March 24, 2009

Play Not Work!

Posted in Life, Technology tagged , , , , , , , , , at 12:13 am by lindaslongview

Last week at a volunteer event, an acquaintance remarked that she sees me regularly at the gym and that I work harder than anyone else she knows. I responded that I play intensely, but that I consider time in the gym effortless because it brings me such joy. Her remark made me recognize how important perspective and being selective is in our lives.

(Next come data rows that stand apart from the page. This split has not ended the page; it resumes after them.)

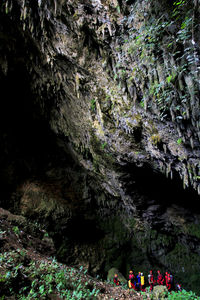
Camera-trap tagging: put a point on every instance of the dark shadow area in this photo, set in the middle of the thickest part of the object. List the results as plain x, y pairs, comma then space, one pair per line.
157, 189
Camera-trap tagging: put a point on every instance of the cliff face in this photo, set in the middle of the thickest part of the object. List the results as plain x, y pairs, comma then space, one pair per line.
100, 129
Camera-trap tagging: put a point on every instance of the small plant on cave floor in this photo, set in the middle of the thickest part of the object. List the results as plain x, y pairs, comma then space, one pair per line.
179, 141
16, 230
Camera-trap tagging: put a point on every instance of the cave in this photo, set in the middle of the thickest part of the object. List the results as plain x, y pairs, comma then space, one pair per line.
113, 179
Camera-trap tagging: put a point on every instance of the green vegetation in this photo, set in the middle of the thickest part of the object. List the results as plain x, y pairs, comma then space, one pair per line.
38, 280
93, 104
182, 295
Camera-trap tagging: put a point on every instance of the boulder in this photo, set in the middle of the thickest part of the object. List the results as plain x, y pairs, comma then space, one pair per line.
160, 292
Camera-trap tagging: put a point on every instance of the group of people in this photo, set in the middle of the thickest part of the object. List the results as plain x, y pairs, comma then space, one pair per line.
138, 282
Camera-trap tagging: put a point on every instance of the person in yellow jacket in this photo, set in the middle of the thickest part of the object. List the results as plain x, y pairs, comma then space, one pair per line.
142, 283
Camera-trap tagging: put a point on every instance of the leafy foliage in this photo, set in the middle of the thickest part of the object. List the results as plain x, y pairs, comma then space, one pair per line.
42, 279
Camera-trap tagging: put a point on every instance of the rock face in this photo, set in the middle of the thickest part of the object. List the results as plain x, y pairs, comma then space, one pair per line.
100, 129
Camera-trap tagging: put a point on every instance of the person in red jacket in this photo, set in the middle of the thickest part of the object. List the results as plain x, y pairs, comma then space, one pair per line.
160, 279
116, 280
169, 282
166, 279
151, 280
131, 281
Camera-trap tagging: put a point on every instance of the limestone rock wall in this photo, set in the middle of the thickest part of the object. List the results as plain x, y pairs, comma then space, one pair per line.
103, 102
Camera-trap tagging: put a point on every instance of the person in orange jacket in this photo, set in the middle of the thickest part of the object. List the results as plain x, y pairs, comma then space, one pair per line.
160, 279
151, 280
116, 280
131, 281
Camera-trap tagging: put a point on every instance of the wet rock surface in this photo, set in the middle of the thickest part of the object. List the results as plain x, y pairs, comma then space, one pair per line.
99, 137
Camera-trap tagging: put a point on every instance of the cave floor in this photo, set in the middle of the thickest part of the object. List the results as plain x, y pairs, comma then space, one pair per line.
29, 244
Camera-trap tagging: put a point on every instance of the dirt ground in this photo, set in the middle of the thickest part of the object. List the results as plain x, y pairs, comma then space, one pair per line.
18, 235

In early 2007, I found a new mentor after she gave a talk at a Women’s Leadership Conference on the subject of Finding Meaning in Your Work. She told the audience that her grandmother had often said that “she never worked a day in her life because work was not a chore – there was real meaning.” Her advice was simple: find a place where there is equal give and take to get joy. Reassess your situation frequently: Does it still work for you? Is it a collaborative environment? Are there sufficient ethics for you? And lastly, create a personal legacy.

Her remarks made me realize how important it is to choose a career that that is interesting, joyful, and provides occasional exhilaration. Fortunately, I have found all those attributes in my career in technology development. If I had not made key selections along the way, it perhaps could have been quite different. In high school, I thought I would eventually have a career in law (I loved debate and all debaters think they will become attorneys). I studied chemical engineering because I liked math/science, it was the “family business” (I am a 3rd generation chemical engineer), and I had to study something before law. When it came time to apply for law school, my advisors urged me to consider graduate chemical engineering – they encouraged me because they saw my enthusiasm and talent. Although it was a hard choice at the time (yet not too hard when I recalled my boredom in a legal writing course), over the long view I am very grateful for the redirection – my career has been so much fun! I have worked on and solved interesting problems, learned from other technologists who are much more knowledgeable than myself, and shared in the success of technology commercialization.  Oh, and I met my husband too! 😉

Although there is always some drudgery, I have found that maintaining a happy disposition throughout allows for the exhilarating parts to far outweigh any recollection of drudgery and that creating a personal legacy allows the exhilaration to persist. Perspective and selectivity are key.  Life is too short to be miserable.

Have you found meaning in your work?